Every code change, such as a commit or pull request update, should go through security testing, secrets detection, dependency review, and policy checks. Extra scrutiny is needed around authentication, authorization, crypto, command execution, file access, secrets, logging, data access, and CI/CD, Williams added. “Backdoors are extremely difficult to detect. They can look like refactors, helpers, test changes, and small relaxations of security checks,” he said.
Liquibase’s McGurdy said such scrutiny is especially critical at the database layer. “An agent can generate a schema or data change that looks valid but still drops a critical column, deletes production data, weakens a constraint, exposes sensitive data, or creates drift between environments,” he said.
Traditional code scanning may not always catch these issues because the risk is not always in the application code but in the structure and integrity of the underlying data, McGurdy said. “The right model is zero trust for AI-assisted development.
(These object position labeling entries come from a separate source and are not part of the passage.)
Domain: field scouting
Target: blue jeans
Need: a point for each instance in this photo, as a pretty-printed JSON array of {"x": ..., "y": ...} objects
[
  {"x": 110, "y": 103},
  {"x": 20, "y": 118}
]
Do not assume the agent’s output is safe because it looks right,” he said.
Organizations should verify the code and route AI-driven changes through governed pipelines. Also key are policy checks, separation of duties, audit evidence, and monitoring for drift, McGurdy said.
The only assumption should be that every line of agent-generated code is untrusted until proven otherwise, requiring rigorous review, automated security testing, provenance tracking, and independent validation before it reaches production, said Acalvio’s Varadarajan.
“There’s also the cold reality that complex systems are ultimately unverifiable. If we want AI safety and security, we also have to implement model-aware defense-in-depth. Mere code verification presents false comfort today.”
—Ram Varadarajan
The strongest defenses don’t rely on the agent making the right decision, Varadarajan said. “They enforce hard system boundaries that separate instructions from untrusted data, sandbox tool access, verify every action against policy, and prevent sensitive information from flowing to unauthorized destinations,” he said.